Rich Capital has backed more than 120 companies since 2006, including billion-dollar startups like Handshake and ClassDojo.


Edtech venture capital firm Rich Capital announced Monday that it has raised $215 million to invest in tech startups focused on addressing education gaps. With the new fund, its largest yet, it plans to support companies based in the United States and abroad, particularly in Latin America.

Shantel Garvey, co-founder of Rich Capital, said her firm has successfully seen startups rise to the top of the technological barriers that permeate American classrooms over the years. From the introduction of the iPad as a learning tool for K-12 students to the rise of AI-based teaching assistants, Reach Capital has funded companies that have helped teachers and students use these devices and technologies in efficient ways, he says.

Its portfolio includes Handshake, which helps college students find jobs and is now valued at $3.5 billion, the $1.7 billion on-demand tutoring platform Paper and collaborative coding tool Ripple, which recently partnered with Google to create a product similar to Microsoft’s AI-based coding. partnered. Assistant GitHub Copilot. Another highlight investment of Rich Capital is communication app ClassDojo, used by 50 million students, teachers and parents.

The San Francisco-based venture firm has funded a total of 120 edtech startups. Some of them have been acquired by big companies like Renaissance, Turnitin and Chegg or have billion dollar valuations themselves.

Spinned out of nonprofit New Schools Venture Fund by co-founders Jennifer Carolan, Wei Chu, Esteban Sosnick and Garvey in 2015, Rich Capital focuses on seed, Series A and Series B rounds. With $570 million in total funding to date, Rich Capital is small compared to other edtech venture firms like Owl Ventures, which has around $2 billion in assets (its portfolio includes MasterClass and Indian edtech unicorn startup Bijus) and Learn Capital, which has more than $1 billion in assets and Supported by online education institutions Udemy and Coursera.

With a team of 15 diverse partners and employees, Rich Capital ranks as one of the most diverse investment firms in the country. Garvey says the composition of his team has helped diversify the founders Rich Capital has invested in.

Of the more than 100 founders who have received money from Rich Capital, about 36% are women, about 16% are Latinx, and 4% are black. By comparison, the industry average is dismal: Last year, women-led startups received only 2% of the total capital invested in VC-backed startups, and black founders received about 1%. “The people writing the checks are often going to have a bias and invest in people who look like them,” he says. “What helps change that actually makes Czech writers diverse.”

While Rich has no revenue benchmarks for potential companies, Garvey said the firm is looking for early signs that a product will be accepted by consumers.

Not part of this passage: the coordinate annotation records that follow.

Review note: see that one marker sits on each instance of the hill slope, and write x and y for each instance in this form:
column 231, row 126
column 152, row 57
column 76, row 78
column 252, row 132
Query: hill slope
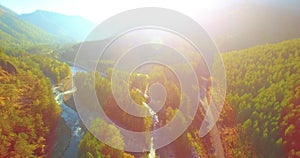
column 61, row 25
column 16, row 32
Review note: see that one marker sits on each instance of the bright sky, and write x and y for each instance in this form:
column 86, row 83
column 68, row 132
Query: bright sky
column 97, row 11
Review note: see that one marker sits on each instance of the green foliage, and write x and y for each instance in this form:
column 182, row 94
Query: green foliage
column 259, row 83
column 14, row 32
column 90, row 146
column 27, row 107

Sometimes that can mean the traction a startup’s product gets on Twitter, he says. “We want the tools people are using for teaching and learning to mimic the tools we use in our daily lives,” says the MIT and Stanford graduate.

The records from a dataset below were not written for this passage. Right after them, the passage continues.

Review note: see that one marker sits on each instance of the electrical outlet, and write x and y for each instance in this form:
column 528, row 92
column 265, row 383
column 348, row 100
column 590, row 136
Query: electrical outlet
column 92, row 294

The firm also announced its first founder fund through which 40 participating founders can invest in and mentor other startup founders. Garvey said the new funding will help build an ecosystem and network for founders and investors. “The goal is to introduce venture capital to a wider range of people who have never had access to this asset class before and to strengthen the ecosystem of edtech entrepreneurs,” he said.